Energy Efficient Relay
idea: Michael A. Shustov (Russia) and Andrey M. Shustov (Germany)
AC voltages cannot be switched using a ‘normal’ semiconductor switch (transistor or MOSFET); for this we require either an electromechanical relay or a special component that is called a triac. The very abbreviated summary: we can imagine a triac as two thyristors connected in anti-parallel.
In the idle state with none of the series connected, push to break switches SB1-SBn pushed, a small current flows through the lamp, capacitor C1, resistor R2, diode D1 and resistor R1, causing LED1 to light and holding off transistor T1. Via D3, capacitor C3 is fully charged to a little under the zener voltage set by D2 (i.e. about 13 V minus the forward voltage drops of D1 and D3).

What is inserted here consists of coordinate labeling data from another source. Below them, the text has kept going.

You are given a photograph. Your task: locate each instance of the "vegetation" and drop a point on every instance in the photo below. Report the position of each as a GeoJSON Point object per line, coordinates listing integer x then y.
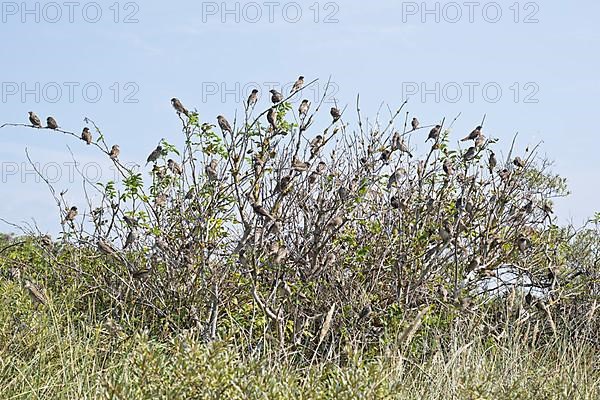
{"type": "Point", "coordinates": [274, 260]}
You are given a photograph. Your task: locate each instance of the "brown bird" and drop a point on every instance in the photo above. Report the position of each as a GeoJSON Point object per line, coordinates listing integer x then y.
{"type": "Point", "coordinates": [470, 154]}
{"type": "Point", "coordinates": [298, 85]}
{"type": "Point", "coordinates": [335, 114]}
{"type": "Point", "coordinates": [211, 170]}
{"type": "Point", "coordinates": [299, 166]}
{"type": "Point", "coordinates": [276, 97]}
{"type": "Point", "coordinates": [473, 135]}
{"type": "Point", "coordinates": [272, 117]}
{"type": "Point", "coordinates": [304, 107]}
{"type": "Point", "coordinates": [71, 214]}
{"type": "Point", "coordinates": [105, 247]}
{"type": "Point", "coordinates": [415, 124]}
{"type": "Point", "coordinates": [492, 162]}
{"type": "Point", "coordinates": [224, 124]}
{"type": "Point", "coordinates": [179, 107]}
{"type": "Point", "coordinates": [253, 98]}
{"type": "Point", "coordinates": [519, 162]}
{"type": "Point", "coordinates": [174, 167]}
{"type": "Point", "coordinates": [156, 153]}
{"type": "Point", "coordinates": [115, 151]}
{"type": "Point", "coordinates": [51, 123]}
{"type": "Point", "coordinates": [434, 133]}
{"type": "Point", "coordinates": [35, 120]}
{"type": "Point", "coordinates": [86, 136]}
{"type": "Point", "coordinates": [36, 294]}
{"type": "Point", "coordinates": [385, 156]}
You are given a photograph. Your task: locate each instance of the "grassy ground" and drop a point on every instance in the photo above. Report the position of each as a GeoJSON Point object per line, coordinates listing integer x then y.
{"type": "Point", "coordinates": [46, 353]}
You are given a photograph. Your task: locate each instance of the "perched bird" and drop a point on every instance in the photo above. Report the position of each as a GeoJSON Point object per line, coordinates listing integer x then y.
{"type": "Point", "coordinates": [224, 124]}
{"type": "Point", "coordinates": [276, 97]}
{"type": "Point", "coordinates": [211, 170]}
{"type": "Point", "coordinates": [298, 85]}
{"type": "Point", "coordinates": [105, 247]}
{"type": "Point", "coordinates": [519, 162]}
{"type": "Point", "coordinates": [35, 120]}
{"type": "Point", "coordinates": [179, 107]}
{"type": "Point", "coordinates": [299, 166]}
{"type": "Point", "coordinates": [51, 123]}
{"type": "Point", "coordinates": [174, 167]}
{"type": "Point", "coordinates": [86, 136]}
{"type": "Point", "coordinates": [36, 294]}
{"type": "Point", "coordinates": [415, 124]}
{"type": "Point", "coordinates": [473, 135]}
{"type": "Point", "coordinates": [260, 210]}
{"type": "Point", "coordinates": [156, 153]}
{"type": "Point", "coordinates": [492, 162]}
{"type": "Point", "coordinates": [335, 114]}
{"type": "Point", "coordinates": [272, 117]}
{"type": "Point", "coordinates": [448, 167]}
{"type": "Point", "coordinates": [115, 151]}
{"type": "Point", "coordinates": [303, 108]}
{"type": "Point", "coordinates": [71, 214]}
{"type": "Point", "coordinates": [253, 98]}
{"type": "Point", "coordinates": [385, 156]}
{"type": "Point", "coordinates": [435, 133]}
{"type": "Point", "coordinates": [470, 154]}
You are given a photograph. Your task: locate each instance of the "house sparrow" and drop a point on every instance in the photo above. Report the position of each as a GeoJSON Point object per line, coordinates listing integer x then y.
{"type": "Point", "coordinates": [304, 107]}
{"type": "Point", "coordinates": [415, 124]}
{"type": "Point", "coordinates": [115, 151]}
{"type": "Point", "coordinates": [35, 120]}
{"type": "Point", "coordinates": [473, 135]}
{"type": "Point", "coordinates": [224, 124]}
{"type": "Point", "coordinates": [276, 97]}
{"type": "Point", "coordinates": [298, 85]}
{"type": "Point", "coordinates": [179, 107]}
{"type": "Point", "coordinates": [435, 133]}
{"type": "Point", "coordinates": [51, 123]}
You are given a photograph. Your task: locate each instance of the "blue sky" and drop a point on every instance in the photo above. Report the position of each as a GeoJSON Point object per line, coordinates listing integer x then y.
{"type": "Point", "coordinates": [382, 50]}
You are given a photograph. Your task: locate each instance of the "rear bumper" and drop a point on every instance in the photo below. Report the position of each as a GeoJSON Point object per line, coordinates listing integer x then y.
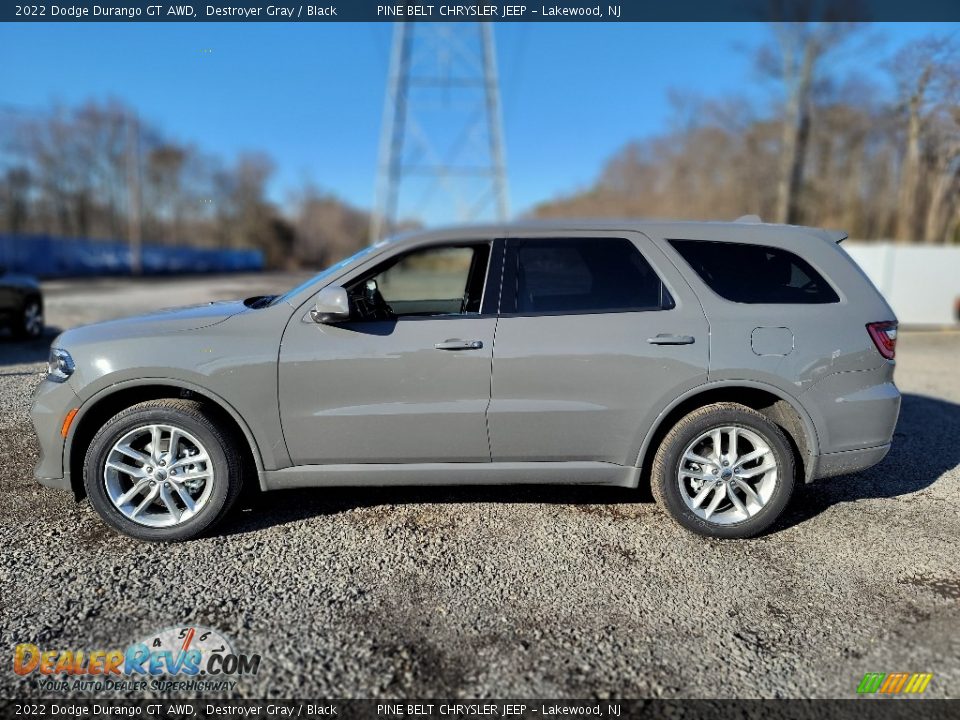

As soon as one of the switches is pushed briefly (!) and then released, pnp transistor T1 starts to conduct (its base is pulled ‘low’) and capacitor C3 gets discharged via T1 and R6 into the gate (control input) of the triac.
With the indicated component value for C3 (10,000 µF), the triac will continue to conduct for about 27 seconds (a little less than 3 seconds per 1000 µF). Once the gate current has diminished to a level that is too small to keep the triac in conduction, the lamp will go out and after a few seconds, during which C3 is charged again, the idle state is restored.
Firstly: this circuit has has to be built such that it is safe to use and complies with all the requirements of circuits connected to the AC powerline. Next week we will go further into that. And secondly: with version 2 we already noted that the MOSFETS used could, in theory, switch large currents (20 or 30 A, depending on the type). A reader has commented that normal, low-voltage pushbuttons are not suitable for such large currents.
But that is cuckoo! To obtain a current of 20 A at a voltage of 12 V we would have to switch a lamp that is rated 240 W. And, for a low-voltage circuit (battery powered), this appeared sufficiently absurd for us to not mention this scenario...